Monday 25 February 2013

The 'eminently buyable' Family Songbook

It was one of those 'Can't beat Wellington on a good day' days last Thursday when John Newton's third book of poetry, Family Songbook, was launched at the Stout centre by Mark Williams. Attendees spilled out into the hall and onto the sunny deck from the packed room. We enjoyed Mark's launch speech so much we convinced him to share it with you all below:

A study in poetic contemplation.


Reading John’s new book, Family Songbook, carried me back nearly thirty years to his first book, Tales of the Angler’s Eldorado, published by Untold Books’ Simon Garrett, who showed what could be done in Christchurch in those faraway days. Family Songbook and Tales speak to each other in several ways. They are the same size, have almost the same number of pages, are both elegantly simple in design, and they both channel a poetics of place tied to childhood, the South Island, Canterbury, Marlborough, the landscape seen through the haze of the odd joint as well as its painters, poets and sportswriters.

John is a parsimonious author when it comes to publication. The value of this slow delivery shows in the way so many of the poems in the 1985 book have stood the distance and remain vigorous, slightly out of reach, full of sinewy phrases knotted together from odd sources.

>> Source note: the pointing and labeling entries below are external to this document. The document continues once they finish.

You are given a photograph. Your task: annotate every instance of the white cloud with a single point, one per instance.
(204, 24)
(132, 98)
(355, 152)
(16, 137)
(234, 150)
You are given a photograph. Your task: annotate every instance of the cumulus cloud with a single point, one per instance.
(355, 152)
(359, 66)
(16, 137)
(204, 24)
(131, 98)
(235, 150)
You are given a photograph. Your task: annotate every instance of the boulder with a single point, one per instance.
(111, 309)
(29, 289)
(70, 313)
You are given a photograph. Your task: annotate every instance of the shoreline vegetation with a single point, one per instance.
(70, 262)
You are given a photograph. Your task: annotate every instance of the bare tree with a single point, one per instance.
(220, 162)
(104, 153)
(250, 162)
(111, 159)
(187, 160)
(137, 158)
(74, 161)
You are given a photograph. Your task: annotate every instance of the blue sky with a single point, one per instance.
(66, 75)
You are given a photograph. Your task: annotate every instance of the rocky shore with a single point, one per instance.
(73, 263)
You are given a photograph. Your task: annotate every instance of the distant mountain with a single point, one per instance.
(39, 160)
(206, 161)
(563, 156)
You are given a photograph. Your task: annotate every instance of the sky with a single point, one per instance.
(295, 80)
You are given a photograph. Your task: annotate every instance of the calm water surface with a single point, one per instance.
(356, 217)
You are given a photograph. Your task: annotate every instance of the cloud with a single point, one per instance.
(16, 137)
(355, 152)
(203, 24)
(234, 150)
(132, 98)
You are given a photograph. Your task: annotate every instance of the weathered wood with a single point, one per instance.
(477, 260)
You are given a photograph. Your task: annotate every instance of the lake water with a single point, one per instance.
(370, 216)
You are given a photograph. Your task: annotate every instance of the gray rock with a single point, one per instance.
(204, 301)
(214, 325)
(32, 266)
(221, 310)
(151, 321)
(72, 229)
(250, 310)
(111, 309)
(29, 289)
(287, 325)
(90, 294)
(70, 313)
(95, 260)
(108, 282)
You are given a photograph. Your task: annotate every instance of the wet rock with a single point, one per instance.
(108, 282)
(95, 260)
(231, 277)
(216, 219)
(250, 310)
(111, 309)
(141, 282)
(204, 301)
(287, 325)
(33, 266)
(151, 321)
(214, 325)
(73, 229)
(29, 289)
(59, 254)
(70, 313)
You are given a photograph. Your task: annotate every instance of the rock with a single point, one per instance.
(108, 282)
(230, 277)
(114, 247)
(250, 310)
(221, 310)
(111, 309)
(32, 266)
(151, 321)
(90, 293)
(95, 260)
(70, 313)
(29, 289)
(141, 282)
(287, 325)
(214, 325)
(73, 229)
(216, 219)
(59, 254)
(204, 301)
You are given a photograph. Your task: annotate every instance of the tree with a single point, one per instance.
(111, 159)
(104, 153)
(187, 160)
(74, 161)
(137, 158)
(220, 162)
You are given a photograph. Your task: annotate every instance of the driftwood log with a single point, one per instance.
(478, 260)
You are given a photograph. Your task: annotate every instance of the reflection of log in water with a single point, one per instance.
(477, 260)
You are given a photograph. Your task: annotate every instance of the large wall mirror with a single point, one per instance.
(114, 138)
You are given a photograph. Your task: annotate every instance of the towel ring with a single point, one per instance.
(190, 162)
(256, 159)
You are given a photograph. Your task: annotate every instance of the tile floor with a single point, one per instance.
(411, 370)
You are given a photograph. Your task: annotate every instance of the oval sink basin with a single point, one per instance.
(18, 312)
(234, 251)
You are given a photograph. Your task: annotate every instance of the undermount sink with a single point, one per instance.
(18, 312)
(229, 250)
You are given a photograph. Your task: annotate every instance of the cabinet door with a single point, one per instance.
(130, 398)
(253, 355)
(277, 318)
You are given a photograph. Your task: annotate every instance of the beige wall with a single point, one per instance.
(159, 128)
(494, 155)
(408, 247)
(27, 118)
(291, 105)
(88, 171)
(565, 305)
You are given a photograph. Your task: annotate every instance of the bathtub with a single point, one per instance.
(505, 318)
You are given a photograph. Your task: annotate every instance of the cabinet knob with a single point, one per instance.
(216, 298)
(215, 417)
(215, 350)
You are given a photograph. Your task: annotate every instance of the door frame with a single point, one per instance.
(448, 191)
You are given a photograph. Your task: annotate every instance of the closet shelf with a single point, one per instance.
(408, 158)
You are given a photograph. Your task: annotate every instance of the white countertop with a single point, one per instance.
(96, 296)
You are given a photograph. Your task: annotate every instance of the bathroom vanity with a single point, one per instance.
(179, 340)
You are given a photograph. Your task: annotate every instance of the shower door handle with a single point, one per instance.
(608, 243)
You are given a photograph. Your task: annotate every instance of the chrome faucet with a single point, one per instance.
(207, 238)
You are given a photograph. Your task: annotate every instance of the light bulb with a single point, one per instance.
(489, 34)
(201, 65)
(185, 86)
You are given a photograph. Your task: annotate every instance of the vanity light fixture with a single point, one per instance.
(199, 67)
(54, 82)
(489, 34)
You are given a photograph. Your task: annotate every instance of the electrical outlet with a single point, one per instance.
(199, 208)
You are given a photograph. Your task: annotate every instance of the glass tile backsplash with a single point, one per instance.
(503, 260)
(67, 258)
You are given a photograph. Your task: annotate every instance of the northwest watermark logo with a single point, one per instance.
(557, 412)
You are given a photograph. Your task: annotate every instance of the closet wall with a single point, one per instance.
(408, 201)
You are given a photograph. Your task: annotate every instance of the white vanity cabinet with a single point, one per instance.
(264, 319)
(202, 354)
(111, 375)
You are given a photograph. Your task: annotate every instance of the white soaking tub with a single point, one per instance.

This from ‘The Chicken Factory’:


…Bacteria
huff and steam till the culture’s

polythene seal turns hot to the touch
promising friable, worm-purple dirt by the barrowload.

The poems in Family Songbook are less compact than those in The Angler’s Eldorado, the voice less tightly reserved–almost relaxed. And there is direct expression of emotion, as in ‘Small Farmers’ where the bully of the school dorm, Frank, gets an enraged stanza all to himself. ‘Small Farmers’ is a poem I have heard before. John read it to a second year NZ literature class at Victoria a couple of years back. At the time I was disconcerted, shocked even, by the poem’s directness and personal animus. Why was the poet stepping so nakedly into the light? At this distance I am grateful that he has stepped out, as it were, capable both of righteous indignation and of light humour.

I love the poem ‘Small Farmers’ for its unlikely combination of dog-dosing strip and Apollo 11, for the sudden slip in register from listening to ‘Red Rubber Ball’ to noting something is wrong with the neighbours, for the attention to ordinary exchanges and sympathies—to ‘small, kind things’ in an often brutal world. I like the heroic literary discovery of Barry Crump in the boy’s world: ‘so this was reading!’ And the disappointment of the actual man—the back-country man of letters—on a school visit.

Another poem, ‘Great Days in New Zealand Painting’, has one of those John Newton titles like Tales of the Anger’s Eldorado or ‘Trout Fishing and Sport in Maoriland’ that take us back to a curious literary source, in this case, I assume, Alan Mulgan’s Great Days in New Zealand Writing. They push at that literary filtration of nature and the country we find in the splendid ‘Opening the Book’, where Baxter’s ‘mountains crouch like tigers’ between us and the landscape. But in ‘Great Days’ the river named for Matthew Arnold is now ‘soaked like stewed tea in the gruel of the Grey’ and ‘back in the scenic zone’ we meet ‘a worshipper!/In ten-gallon hat and psychedelic lederhosen’

This is a terrific book, full of the cadences of country music, of leisured and weighty memory of fishing, guitar plucking and smoking and of beautifully tight images like that of hay bales ‘broadcast over the prairie/like megalithic knucklebones’.

In between Tales and Family Songbook there has been just one book of poems, Lives of the Poets, which appeared in 2010. He’s speeding up, perhaps because he is no longer an academic, especially one at poor old Canterbury University. But I’d happily wait another twenty years for something as beautifully fitted together and as full of verbal energy and surprise as this eminently buyable book.